De voorzitter gaat uit van de volgende gegevens:

Klager is gehuwd geweest.

Verweerster staat de ex-echtgenote van klager als advocaat terzijde.

Klager heeft hoger beroep ingesteld tegen de beslissing van de rechtbank waarbij is bepaald dat hij alimentatie aan zijn ex-echtgenote moet betalen.

Verweerster heeft voorafgaand aan de zitting waarop de door klager aan zijn ex-echtgenote te betalen alimentatie zou worden behandeld er bij de advocaat van klager op aangedrongen dat klager tijdig stukken ter onderbouwing van zijn standpunt dat hij geen draagkracht heeft, zou overleggen.

Direct voorafgaand aan de mondelinge behandeling van het hoger beroep hebben klager en zijn ex-echtgenote in aanwezigheid van hun advocaten een regeling getroffen, welke regeling is vastgelegd in de beschikking van het hof.

5.

Ter toelichting op zijn klacht heeft klager het volgende aangevoerd:

Meerdere malen heeft klager getracht verweerster er van te overtuigen dat hij gezien de hoogte van zijn schulden en de negatieve winst uit zijn onderneming niet in staat was alimentatie aan zijn ex-echtgenote te betalen en heeft hij verweerster gewezen op haar maatschappelijke verantwoordelijkheid. Hij heeft haar zijn gebruikersnaam en wachtwoord verstrekt van zijn boekhoudprogramma zodat zij kennis kon nemen van de winst- en verliesrekeningen van zijn bedrijf van vele jaren. Uiteindelijk heeft hij haar ook een hard copy van zijn boekhouding aangereikt. Aldus heeft hij volledige opening van zaken willen verstrekken. Desondanks heeft verweerster een bedrag aan alimentatie geëist gelijk aan het eerder door de rechter vastgestelde bedrag aan alimentatie en bleef de beslaglegging gehandhaafd.

Omdat hij een negatief inkomen had, was hij niet in staat de alimentatie vrijwillig te voldoen.

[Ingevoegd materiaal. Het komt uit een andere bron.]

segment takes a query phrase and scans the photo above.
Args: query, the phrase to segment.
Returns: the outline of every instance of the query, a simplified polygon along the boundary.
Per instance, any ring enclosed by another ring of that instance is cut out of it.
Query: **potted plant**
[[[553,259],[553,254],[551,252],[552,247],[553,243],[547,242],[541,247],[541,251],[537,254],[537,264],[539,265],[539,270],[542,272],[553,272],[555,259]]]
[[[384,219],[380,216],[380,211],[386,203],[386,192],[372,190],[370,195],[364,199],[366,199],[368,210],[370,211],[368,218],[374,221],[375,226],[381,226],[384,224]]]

Verweerster heeft zich schuldig gemaakt aan onzorgvuldige beroepsuitoefening, immers zij diende zich te onthouden van het stellen van een eis waarvan bij voorbaat bekend was dat hij er niet aan zou kunnen voldoen. Tevens heeft zij er misbruik van gemaakt dat hij door een incompetente raadsman terzijde werd gestaan. Door haar toedoen heeft hij emotionele en maatschappelijke schade geleden terwijl ook zijn reputatie is beschadigd en hij geconfronteerd is met veel extra kosten. Hij wenst daarom een financiële schadeloosstelling te ontvangen.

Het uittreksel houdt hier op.